Sunday, October 5, 2008

Pentagon Memorial - Washington DC



I had the chance to visit the newly opened Pentagon Memorial here in DC yesterday. After living in the DC area for over 13 years and visiting every memorial in the city multiple times over, I found this to be one of the most engaging and touching. It was designed Philadelphia firm KBAS-Studio.

As you enter the site from the Pentagon parking lot, you see the field of green 'things' ahead, somewhat difficult to make out, because these illuminated benches don't fit the typical profile or shape of a bench you see everyday. The first thing I did was to study one of these benches, or 'memorial units' as the website calls them. Each bench contains the name of a victim that dies the day the plane hit the pentagon, 184 in total. They consist of a cantilevered bench, illuminated by a light shooting up from under a rippling pool beneath the seating surface. This rippling effect creates a kind of dazzling green light on the underside of the bench, making it a very surreal thing to see at night.

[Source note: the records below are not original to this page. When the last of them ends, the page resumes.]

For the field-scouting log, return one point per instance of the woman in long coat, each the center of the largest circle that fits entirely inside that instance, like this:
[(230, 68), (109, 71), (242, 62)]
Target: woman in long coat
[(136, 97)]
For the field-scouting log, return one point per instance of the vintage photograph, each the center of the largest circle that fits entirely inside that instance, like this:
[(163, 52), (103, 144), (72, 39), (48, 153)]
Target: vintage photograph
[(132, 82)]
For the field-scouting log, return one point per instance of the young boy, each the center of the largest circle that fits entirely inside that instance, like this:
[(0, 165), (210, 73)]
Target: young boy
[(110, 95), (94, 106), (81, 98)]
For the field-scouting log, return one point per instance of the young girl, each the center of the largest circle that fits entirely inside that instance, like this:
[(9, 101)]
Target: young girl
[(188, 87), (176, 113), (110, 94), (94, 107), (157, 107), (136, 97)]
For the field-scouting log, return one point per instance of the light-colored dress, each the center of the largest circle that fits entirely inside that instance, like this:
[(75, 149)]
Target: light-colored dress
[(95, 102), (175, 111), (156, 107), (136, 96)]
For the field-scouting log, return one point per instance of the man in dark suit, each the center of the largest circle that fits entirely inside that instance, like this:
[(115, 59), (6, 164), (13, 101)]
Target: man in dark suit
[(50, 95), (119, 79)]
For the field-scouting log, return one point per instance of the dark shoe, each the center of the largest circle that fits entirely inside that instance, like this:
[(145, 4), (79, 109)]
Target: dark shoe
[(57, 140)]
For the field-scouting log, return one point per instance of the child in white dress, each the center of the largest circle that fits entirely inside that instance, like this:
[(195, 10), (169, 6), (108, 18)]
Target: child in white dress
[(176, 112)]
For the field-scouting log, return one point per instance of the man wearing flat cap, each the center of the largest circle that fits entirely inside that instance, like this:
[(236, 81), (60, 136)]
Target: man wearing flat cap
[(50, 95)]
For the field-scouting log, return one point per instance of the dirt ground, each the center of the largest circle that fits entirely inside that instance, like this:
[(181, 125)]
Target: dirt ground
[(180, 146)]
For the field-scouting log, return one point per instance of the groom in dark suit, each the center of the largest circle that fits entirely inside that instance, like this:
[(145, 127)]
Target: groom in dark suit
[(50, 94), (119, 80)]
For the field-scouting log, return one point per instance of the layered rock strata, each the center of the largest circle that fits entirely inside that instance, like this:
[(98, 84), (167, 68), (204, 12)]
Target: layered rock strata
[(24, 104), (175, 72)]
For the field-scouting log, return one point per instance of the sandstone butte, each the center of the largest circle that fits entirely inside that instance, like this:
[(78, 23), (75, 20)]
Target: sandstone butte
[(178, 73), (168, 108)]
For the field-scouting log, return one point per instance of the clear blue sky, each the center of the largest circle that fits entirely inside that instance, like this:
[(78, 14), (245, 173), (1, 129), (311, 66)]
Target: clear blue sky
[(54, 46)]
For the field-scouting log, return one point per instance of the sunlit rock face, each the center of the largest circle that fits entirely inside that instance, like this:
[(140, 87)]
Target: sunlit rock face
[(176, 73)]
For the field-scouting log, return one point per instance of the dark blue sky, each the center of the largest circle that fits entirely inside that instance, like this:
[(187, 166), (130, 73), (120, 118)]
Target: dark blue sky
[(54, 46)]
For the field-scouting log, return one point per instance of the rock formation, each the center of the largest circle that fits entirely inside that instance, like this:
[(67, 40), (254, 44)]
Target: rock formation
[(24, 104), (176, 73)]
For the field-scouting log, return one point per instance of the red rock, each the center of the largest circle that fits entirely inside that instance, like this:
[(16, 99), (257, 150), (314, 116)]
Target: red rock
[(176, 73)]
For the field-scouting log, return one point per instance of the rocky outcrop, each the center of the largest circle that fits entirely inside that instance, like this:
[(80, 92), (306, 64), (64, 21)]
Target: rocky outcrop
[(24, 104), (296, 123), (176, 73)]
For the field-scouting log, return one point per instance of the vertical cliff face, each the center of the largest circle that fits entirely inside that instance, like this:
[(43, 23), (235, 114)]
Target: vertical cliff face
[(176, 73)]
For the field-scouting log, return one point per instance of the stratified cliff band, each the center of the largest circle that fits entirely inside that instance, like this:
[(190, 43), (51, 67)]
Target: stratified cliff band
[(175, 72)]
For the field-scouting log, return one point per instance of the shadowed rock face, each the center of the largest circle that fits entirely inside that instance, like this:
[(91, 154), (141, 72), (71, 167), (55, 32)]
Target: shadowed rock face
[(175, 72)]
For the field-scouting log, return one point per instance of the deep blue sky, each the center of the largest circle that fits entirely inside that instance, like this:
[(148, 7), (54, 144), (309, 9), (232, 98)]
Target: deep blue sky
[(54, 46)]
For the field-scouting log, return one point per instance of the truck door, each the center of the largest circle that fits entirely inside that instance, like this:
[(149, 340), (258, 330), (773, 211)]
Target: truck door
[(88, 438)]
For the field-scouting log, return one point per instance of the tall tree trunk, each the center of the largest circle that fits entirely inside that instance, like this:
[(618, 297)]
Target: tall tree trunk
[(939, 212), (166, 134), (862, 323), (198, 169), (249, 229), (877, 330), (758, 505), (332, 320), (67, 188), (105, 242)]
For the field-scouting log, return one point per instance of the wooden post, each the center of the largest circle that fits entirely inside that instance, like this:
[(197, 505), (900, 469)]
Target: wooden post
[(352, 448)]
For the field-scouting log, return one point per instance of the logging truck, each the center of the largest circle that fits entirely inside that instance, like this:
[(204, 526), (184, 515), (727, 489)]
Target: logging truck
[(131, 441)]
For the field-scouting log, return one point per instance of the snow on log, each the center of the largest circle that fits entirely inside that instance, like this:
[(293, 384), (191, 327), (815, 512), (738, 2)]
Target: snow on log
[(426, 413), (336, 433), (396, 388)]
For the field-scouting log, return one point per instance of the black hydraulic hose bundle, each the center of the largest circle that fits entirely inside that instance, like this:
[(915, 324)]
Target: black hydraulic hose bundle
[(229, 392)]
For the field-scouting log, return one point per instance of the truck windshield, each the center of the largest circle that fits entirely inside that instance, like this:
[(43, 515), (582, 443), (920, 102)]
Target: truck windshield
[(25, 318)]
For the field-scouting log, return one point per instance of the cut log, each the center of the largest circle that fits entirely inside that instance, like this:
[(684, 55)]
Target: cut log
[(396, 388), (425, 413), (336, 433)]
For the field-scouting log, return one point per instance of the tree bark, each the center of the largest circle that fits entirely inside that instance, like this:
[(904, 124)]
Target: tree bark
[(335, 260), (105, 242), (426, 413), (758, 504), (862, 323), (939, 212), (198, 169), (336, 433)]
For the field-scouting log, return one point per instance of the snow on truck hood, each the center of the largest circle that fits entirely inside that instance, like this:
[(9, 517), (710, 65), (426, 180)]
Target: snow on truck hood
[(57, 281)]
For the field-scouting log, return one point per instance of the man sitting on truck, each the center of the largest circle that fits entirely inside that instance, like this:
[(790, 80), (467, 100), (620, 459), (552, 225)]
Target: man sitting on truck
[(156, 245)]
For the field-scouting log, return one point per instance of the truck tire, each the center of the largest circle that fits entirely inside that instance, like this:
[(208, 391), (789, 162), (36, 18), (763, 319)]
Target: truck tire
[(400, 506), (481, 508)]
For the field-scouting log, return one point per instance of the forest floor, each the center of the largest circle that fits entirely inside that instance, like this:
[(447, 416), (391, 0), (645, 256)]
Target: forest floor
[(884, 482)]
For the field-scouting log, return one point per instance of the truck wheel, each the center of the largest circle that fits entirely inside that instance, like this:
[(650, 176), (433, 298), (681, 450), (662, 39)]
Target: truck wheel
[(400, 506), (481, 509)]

I really only understood the design decisions after walking through and experiencing the whole sit. The memorial focuses heavily on time & place. Time-wise, the benches are in rows according to the birth year of the victim. the benches face different directions; the victims' names that were in the building are readable with the pentagon in the back ground, the victims' names on board flight 77 are readable with the sky as a backdrop. A wall that surrounds the whole site rises from 3" above the seating surface to 71", the age range of the victims. This wall presents all the victims as a whole, as a single tragic event, the benches present them as individuals.

I saw a man by himself sitting on one of these benches, head down, in silence, and understood exactly what this memorial was for. The bench extracts a direct and very personal connection between you and the victim. This is quite different from any other memorial in Washington DC, namely because this memorializes the fewest number of people (most others are war memorials) killed in probably the most tragic way one can imagine.

(photos by me)

1 comments:

Andrew said...

I like that every geometrical move within the memorial derives from something: place, time, individual, how they were involved in the tragedy - very intelligent. As much as I like the concept and the water element, keeping the gravel out of the pools seems high maintenance.